On July 29, a federal appeals court ruled that individual genes may be patented, overturning a lower court decision that had reached the opposite conclusion. The case centered on the question of whether genes were inherently products of nature. In its ruling, the court found that genes were isolated DNA, having “been manipulated chemically so as to produce a molecule that is markedly different from that which exists in the body,” thus making them unique from “naturally-occurring” DNA.
The case revolved around patents held by Myriad Inc. for the BRCA1 and BRCA2 genes that are often mutated in breast cancer. The plaintiffs in the case, which included several researchers and the American Civil Liberties Union, challenged the right of the company to hold exclusive rights to what they felt were products of nature. While upholding the right of companies to patent individual genes, the appeals court actually invalidated Myriad’s BRCA patents, stating that the patents… “are directed to the abstract mental processes of comparing two nucleotide sequences” and therefore unpatentable.

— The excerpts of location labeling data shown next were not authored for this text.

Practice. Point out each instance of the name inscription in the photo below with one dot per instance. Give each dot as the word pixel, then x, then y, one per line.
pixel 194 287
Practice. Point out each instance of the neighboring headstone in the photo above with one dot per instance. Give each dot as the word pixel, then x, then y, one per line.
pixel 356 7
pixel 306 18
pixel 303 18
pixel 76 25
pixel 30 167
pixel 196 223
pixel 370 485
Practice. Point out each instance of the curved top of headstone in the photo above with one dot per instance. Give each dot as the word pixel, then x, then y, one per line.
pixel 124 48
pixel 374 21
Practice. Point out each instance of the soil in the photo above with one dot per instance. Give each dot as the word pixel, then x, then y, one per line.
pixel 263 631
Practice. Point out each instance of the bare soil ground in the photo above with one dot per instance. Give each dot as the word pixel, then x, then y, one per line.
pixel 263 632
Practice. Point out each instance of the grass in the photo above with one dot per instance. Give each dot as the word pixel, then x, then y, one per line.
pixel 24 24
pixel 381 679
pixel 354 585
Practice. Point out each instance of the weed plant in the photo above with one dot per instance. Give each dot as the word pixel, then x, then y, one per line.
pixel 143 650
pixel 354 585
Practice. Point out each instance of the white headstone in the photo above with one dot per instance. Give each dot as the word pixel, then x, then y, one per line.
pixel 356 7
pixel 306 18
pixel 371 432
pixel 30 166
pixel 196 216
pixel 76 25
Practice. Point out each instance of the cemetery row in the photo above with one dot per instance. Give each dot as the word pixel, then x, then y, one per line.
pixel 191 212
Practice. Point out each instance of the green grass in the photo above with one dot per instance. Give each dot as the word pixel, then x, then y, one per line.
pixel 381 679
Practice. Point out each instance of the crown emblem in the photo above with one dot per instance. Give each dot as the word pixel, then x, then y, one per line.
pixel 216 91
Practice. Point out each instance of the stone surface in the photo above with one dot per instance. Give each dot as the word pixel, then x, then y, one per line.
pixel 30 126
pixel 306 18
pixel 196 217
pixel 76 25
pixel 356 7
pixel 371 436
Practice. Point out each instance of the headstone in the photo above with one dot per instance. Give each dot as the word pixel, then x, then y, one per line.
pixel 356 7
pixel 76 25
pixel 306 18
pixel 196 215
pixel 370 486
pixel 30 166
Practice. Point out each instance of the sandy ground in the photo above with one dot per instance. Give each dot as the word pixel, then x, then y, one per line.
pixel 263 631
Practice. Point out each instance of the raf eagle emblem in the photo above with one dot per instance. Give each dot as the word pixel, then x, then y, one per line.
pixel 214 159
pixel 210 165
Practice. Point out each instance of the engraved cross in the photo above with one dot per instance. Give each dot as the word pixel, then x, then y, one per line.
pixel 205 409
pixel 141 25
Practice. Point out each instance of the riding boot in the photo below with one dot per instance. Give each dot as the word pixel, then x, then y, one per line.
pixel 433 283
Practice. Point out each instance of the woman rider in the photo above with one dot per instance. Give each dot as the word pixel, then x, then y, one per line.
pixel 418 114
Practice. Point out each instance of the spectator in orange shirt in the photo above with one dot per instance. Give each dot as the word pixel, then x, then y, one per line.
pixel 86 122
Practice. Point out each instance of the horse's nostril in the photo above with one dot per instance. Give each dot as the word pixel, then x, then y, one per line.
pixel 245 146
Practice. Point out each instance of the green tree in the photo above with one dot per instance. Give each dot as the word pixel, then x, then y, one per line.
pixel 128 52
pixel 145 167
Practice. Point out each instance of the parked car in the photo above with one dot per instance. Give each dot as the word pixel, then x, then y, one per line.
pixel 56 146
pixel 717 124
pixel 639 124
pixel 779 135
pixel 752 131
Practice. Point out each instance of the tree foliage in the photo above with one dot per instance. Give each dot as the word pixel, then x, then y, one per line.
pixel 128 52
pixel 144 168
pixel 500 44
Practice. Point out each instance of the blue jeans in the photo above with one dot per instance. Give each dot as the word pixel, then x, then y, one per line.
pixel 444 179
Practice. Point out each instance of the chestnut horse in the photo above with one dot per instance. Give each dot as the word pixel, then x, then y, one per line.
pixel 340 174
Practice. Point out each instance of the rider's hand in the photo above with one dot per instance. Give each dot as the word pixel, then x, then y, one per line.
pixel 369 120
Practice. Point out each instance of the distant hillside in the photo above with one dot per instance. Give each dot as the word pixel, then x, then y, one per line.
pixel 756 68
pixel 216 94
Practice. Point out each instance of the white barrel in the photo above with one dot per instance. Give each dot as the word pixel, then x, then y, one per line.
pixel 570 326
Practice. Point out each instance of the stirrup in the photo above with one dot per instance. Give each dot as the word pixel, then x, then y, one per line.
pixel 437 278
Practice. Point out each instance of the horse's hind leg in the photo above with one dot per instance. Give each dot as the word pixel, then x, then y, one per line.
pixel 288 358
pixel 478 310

The ruling reaffirms the judicial standard regarding gene patenting that had, until last year, held since 1980, when the first gene patents were approved by the Supreme Court. The U.S. Department of Justice upset this standard by filing a brief last fall in support of the plaintiffs in the case, thus awkwardly pitting the administration against the U.S. Patent and Trademark Office. The current ruling restored the previous standard, stating that “an entire industry [had] developed in the decades since the Patent Office first granted patents to isolated DNA,” and warning that “disturbing the biotechnology industry’s settled expectations now risks impeding, not promoting, innovation.”
An appeal to the Supreme Court is likely. ASBMB will continue to monitor the case.